Wednesday, June 12, 2013

Why Test Scores CAN'T Evaluate Teachers

I'm going to have more to say about Jonah Rockoff's testimony before the New Jersey State Board of Education last week. See here and here for previous posts; Bruce Baker also opines in a must-read post.

But right now, I want to use a specific part Dr. Rockoff's presentation to address a very serious problem with the entire notion of test-based teacher accountability. Keep in mind that Rockoff talks about Student Growth Percentiles (SGPs), but the problem extends to just about any use of Value-Added Modeling (VAM) in teacher evaluation based on test scores. Go to 1:07 in the clip:

The key element here that distinguishes Student Growth Percentiles from some of the other things that people have used in research is the use of percentiles. It's there in the title, so you'd expect it to have something to do with percentiles. What does that mean? It means that these measures are scale-free. They get away from psychometric scaling in a way that many researchers - not all, but many - say is important.  
Now these researchers are not psychometricians, who aren't arguing against the scale. The psychometricians as who create our tests, they create a scale, and they use scientific formulae and theories and models to come up with a scale. It's like on the SAT, you can get between 200 and 800. And the idea there is that the difference in the learning or achievement between a 200 and a 300 is the same as between a 700 and an 800. 
There is no proof that that is true. There is no proof that that is true. There can't be any proof that is true. But, if you believe their model, then you would agree that that's a good estimate to make. There are a lot of people who argue... they don't trust those scales. And they'd rather use percentiles because it gets them away from the scale.
Let's state this another way so we're absolutely clear: there is, according to Jonah Rockoff, no proof that  a gain on a state test like the NJASK from 150 to 160 represents the same amount of "growth" in learning as a gain from 250 to 260. If two students have the same numeric growth but start at different places, there is no proof that their "growth" is equivalent.

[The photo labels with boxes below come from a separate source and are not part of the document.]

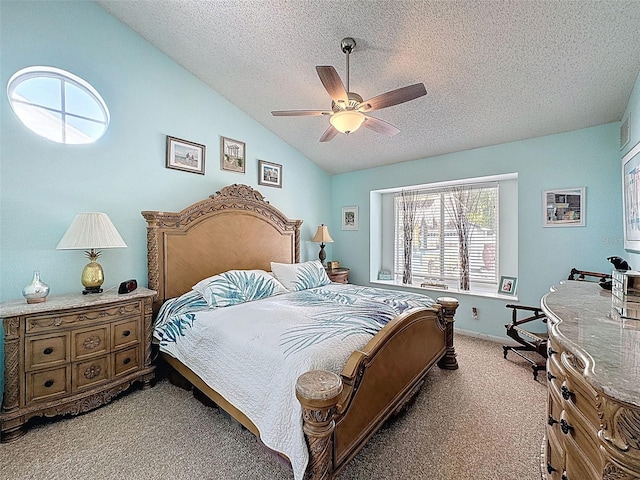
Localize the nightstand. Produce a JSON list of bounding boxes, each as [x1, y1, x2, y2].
[[325, 267, 349, 283], [0, 288, 156, 442]]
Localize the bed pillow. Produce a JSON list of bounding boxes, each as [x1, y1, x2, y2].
[[193, 270, 287, 307], [271, 260, 331, 292]]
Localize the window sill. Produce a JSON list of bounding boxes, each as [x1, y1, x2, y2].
[[369, 279, 518, 302]]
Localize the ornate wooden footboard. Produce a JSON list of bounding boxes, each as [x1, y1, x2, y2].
[[142, 185, 458, 480], [296, 297, 458, 480]]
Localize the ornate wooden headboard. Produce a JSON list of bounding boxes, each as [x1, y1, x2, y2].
[[142, 184, 302, 312]]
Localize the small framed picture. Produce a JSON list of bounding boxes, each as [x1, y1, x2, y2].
[[258, 160, 282, 188], [542, 187, 585, 227], [342, 207, 358, 230], [498, 276, 518, 295], [220, 137, 246, 173], [167, 135, 206, 175]]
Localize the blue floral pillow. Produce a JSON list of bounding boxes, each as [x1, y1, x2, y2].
[[271, 260, 331, 292], [193, 270, 287, 307]]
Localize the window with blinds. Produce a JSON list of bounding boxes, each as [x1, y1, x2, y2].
[[394, 182, 499, 289]]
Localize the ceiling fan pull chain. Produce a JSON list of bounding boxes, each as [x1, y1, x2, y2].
[[347, 50, 351, 94]]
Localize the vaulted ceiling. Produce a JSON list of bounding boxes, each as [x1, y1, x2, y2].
[[97, 0, 640, 174]]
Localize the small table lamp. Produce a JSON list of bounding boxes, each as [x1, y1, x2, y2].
[[311, 223, 333, 265], [56, 213, 127, 295]]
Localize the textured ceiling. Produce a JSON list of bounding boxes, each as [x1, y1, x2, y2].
[[97, 0, 640, 174]]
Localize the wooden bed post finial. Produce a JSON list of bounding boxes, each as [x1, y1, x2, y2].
[[296, 370, 342, 480], [436, 297, 459, 370]]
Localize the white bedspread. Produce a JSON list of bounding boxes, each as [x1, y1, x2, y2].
[[154, 284, 433, 480]]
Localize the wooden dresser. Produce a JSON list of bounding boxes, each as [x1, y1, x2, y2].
[[542, 281, 640, 480], [0, 288, 156, 442]]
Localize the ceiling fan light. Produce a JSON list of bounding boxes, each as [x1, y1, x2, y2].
[[329, 110, 365, 133]]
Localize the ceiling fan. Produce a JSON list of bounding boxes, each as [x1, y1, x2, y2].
[[271, 37, 427, 142]]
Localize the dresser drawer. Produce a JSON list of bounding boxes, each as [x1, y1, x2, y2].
[[112, 319, 140, 350], [71, 325, 110, 361], [25, 333, 71, 370], [27, 365, 71, 403], [565, 439, 604, 480], [560, 377, 601, 431], [72, 355, 111, 391], [26, 301, 141, 333], [112, 346, 140, 377], [559, 408, 601, 472], [544, 430, 564, 480]]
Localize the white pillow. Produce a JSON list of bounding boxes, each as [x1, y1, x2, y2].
[[271, 260, 331, 292], [193, 270, 287, 307]]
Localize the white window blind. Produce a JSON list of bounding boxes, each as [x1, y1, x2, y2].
[[394, 183, 499, 286]]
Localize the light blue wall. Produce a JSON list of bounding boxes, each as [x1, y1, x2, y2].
[[0, 1, 330, 300], [0, 0, 331, 396], [331, 123, 624, 337]]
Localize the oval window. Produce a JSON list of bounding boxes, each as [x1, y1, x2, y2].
[[7, 67, 109, 145]]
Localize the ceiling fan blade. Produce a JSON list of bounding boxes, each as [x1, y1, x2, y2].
[[271, 110, 332, 117], [362, 115, 400, 137], [320, 125, 339, 142], [358, 83, 427, 112], [316, 65, 349, 106]]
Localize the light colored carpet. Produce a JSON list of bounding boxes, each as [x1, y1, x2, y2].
[[0, 335, 546, 480]]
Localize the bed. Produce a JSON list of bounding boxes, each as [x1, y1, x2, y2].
[[142, 184, 458, 480]]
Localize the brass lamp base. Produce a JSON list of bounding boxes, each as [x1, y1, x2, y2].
[[81, 253, 104, 295], [318, 243, 327, 266], [82, 287, 102, 295]]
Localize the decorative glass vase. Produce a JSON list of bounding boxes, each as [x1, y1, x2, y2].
[[22, 270, 49, 303]]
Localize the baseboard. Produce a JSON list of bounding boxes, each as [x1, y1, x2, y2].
[[454, 328, 508, 343]]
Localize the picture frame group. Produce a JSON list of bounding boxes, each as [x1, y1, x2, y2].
[[220, 137, 247, 173], [342, 206, 358, 230], [542, 187, 586, 227], [166, 135, 206, 175], [258, 160, 282, 188], [498, 276, 518, 296], [165, 135, 286, 189]]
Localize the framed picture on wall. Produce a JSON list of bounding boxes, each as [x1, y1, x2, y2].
[[166, 135, 206, 175], [622, 143, 640, 252], [342, 207, 358, 230], [498, 276, 518, 295], [258, 160, 282, 188], [220, 137, 247, 173], [542, 187, 586, 227]]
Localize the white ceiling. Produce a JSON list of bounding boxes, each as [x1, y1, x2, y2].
[[97, 0, 640, 174]]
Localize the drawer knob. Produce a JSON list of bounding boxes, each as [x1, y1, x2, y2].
[[560, 418, 573, 435], [83, 365, 102, 380], [82, 335, 102, 350]]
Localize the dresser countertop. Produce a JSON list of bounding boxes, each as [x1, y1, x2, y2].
[[542, 281, 640, 406], [0, 287, 156, 318]]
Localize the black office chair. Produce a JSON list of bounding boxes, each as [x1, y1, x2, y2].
[[502, 305, 549, 380]]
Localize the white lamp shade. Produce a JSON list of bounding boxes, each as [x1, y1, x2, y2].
[[56, 213, 127, 250], [311, 224, 333, 243], [329, 110, 364, 133]]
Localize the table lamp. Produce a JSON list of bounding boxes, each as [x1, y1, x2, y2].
[[311, 223, 333, 265], [56, 212, 127, 295]]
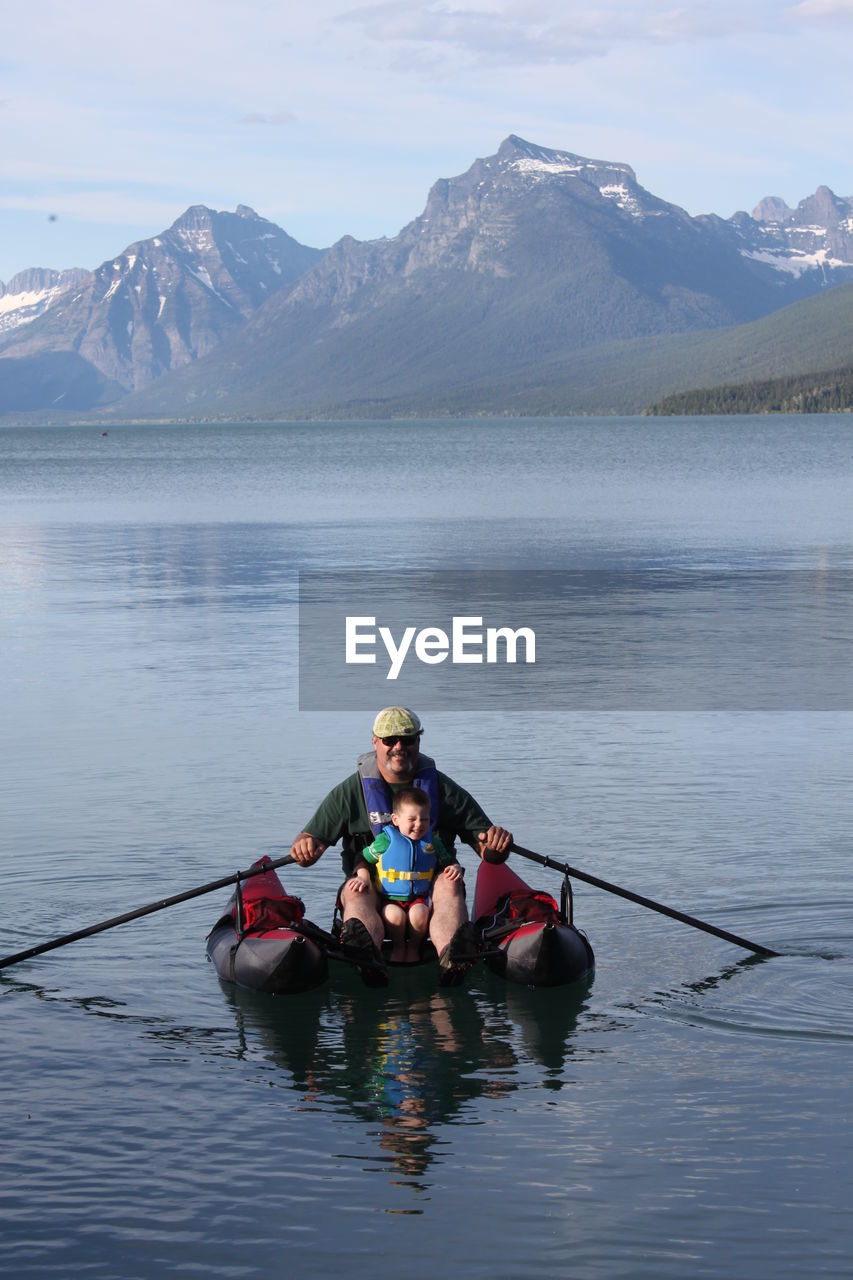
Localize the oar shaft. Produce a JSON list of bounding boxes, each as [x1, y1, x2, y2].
[[0, 854, 293, 969], [511, 844, 779, 956]]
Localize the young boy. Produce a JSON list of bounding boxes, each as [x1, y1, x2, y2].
[[355, 787, 462, 964]]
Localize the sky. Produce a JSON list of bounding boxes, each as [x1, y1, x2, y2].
[[0, 0, 853, 282]]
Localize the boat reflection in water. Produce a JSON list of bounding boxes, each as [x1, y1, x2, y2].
[[222, 965, 592, 1185]]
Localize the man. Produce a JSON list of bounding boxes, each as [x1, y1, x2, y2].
[[291, 707, 512, 986]]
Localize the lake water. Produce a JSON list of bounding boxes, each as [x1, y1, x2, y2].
[[0, 417, 853, 1280]]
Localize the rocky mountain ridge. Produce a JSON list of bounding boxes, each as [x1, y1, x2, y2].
[[0, 266, 91, 340], [0, 134, 853, 417], [1, 205, 321, 396]]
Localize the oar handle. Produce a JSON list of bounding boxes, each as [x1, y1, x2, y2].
[[0, 854, 293, 969], [510, 842, 779, 956]]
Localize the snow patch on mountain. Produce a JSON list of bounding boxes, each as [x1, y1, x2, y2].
[[743, 248, 853, 276]]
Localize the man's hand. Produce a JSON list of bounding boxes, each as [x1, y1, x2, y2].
[[476, 827, 512, 863], [291, 831, 327, 867]]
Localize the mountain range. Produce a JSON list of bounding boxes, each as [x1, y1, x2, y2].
[[0, 136, 853, 419]]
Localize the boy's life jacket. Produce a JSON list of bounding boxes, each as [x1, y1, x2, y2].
[[374, 823, 437, 901]]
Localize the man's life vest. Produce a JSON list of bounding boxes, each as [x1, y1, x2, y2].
[[359, 751, 438, 839], [375, 823, 437, 901]]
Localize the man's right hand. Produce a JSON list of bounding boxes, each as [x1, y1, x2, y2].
[[291, 831, 327, 867]]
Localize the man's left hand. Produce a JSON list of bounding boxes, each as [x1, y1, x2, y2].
[[476, 827, 512, 863]]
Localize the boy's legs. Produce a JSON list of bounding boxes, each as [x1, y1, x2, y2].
[[382, 902, 409, 964], [406, 900, 429, 964]]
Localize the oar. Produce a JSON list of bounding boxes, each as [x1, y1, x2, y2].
[[510, 844, 779, 956], [0, 854, 293, 969]]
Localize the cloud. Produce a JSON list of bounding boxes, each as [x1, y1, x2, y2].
[[338, 0, 783, 65], [237, 111, 296, 125]]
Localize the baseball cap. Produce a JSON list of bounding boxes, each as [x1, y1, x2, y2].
[[373, 707, 421, 737]]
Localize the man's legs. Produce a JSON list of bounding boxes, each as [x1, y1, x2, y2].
[[341, 881, 386, 948], [429, 876, 467, 955]]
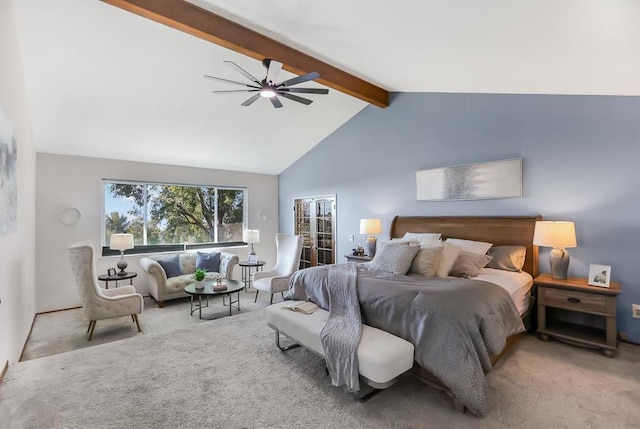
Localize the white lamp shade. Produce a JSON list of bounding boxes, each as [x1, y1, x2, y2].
[[360, 219, 382, 234], [109, 234, 133, 252], [533, 220, 577, 249], [242, 229, 260, 244]]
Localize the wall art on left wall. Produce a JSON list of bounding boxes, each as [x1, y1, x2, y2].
[[0, 107, 18, 236]]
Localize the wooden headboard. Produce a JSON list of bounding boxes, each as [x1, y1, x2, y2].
[[389, 216, 542, 277]]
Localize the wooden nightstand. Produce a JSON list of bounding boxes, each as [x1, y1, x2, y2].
[[533, 274, 622, 358], [344, 255, 373, 262]]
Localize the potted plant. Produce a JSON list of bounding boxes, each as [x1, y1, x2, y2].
[[193, 268, 207, 289]]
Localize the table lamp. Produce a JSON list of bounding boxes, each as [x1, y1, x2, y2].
[[109, 234, 133, 276], [242, 229, 260, 262], [360, 219, 382, 258], [533, 220, 577, 280]]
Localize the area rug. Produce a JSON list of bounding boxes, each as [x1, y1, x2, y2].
[[0, 310, 640, 428]]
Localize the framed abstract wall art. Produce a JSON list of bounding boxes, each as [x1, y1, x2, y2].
[[416, 158, 522, 201], [0, 107, 18, 236]]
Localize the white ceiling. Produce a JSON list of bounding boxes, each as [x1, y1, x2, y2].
[[14, 0, 640, 174]]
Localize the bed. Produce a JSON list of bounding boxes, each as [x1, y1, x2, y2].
[[289, 216, 540, 415], [389, 216, 542, 412]]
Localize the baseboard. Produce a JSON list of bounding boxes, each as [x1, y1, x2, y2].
[[36, 305, 82, 316], [18, 313, 40, 362], [0, 361, 9, 385]]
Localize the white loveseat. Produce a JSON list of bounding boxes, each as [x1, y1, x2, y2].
[[140, 252, 239, 308]]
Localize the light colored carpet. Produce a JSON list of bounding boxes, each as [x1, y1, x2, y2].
[[22, 289, 268, 361], [0, 310, 640, 428]]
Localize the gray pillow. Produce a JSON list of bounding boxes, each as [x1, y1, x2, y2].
[[409, 246, 444, 277], [158, 255, 182, 278], [196, 252, 220, 273], [487, 246, 527, 272], [369, 246, 420, 275], [449, 250, 491, 279]]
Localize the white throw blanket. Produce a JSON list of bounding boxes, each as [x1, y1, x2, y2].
[[320, 264, 362, 392]]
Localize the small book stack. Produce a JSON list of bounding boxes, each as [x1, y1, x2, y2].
[[213, 283, 227, 292], [281, 301, 320, 315]]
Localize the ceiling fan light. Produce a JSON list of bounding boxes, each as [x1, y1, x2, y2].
[[260, 88, 276, 98]]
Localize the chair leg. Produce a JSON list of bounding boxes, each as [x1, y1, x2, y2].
[[89, 320, 96, 341], [131, 314, 142, 332]]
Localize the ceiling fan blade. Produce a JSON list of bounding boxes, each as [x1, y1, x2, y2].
[[278, 72, 320, 87], [211, 89, 258, 94], [278, 88, 329, 94], [278, 92, 313, 106], [267, 60, 282, 83], [269, 95, 282, 109], [242, 93, 260, 107], [225, 61, 262, 86], [202, 74, 260, 88]]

Now there's a corollary to this, and it's important: you also can't say that two students who have different numeric levels of "growth" are actually equivalent. I mean, if we don't know whether the same numerical gain at different points on the scale are really equivalent, how can we know whether one is actually "better" or "worse"? And if that's true, how can we possibly compare different numerical gains?

Keep this in mind as we, once again, go through a thought exercise with our friend, Jenny. You may remember from previous posts (here and here) that Jenny is a hypothetical 4th grader who just took the NJASK-4; we're looking to see the implications of Jenny's subsequent SGP. Here's how Jenny "grew" from last year:

Jenny scored a 256 on the NJASK-3 last year, and a 261 on the NJASK-4 this year. She "grew" 5 points over the year (keep in mind that, because the 4th grade test is "harder" than the 3rd grade test, a student can "grow" even if her score drops). 

Because she scored a 256 in 3rd grade, Jenny was placed in a group of her peers to calculate her SGP; they all also scored a 256 last year. How did they do?*

Let's note a couple of things: first, the distribution of growth is not what statisticians would call "normal." The distance between Jenny and Julio is only 5 points; the distance between Brittney and Susie is 38 points. But remember also what Rockoff implied: there's no way to compare those two differences. It may well be that it's "easier" to move from Brittney's spot to Susie's than it is to move from Jenny's to Julio's - we just don't know.

Let's look at another student: Angela, who scored a 150 last year. How did she do?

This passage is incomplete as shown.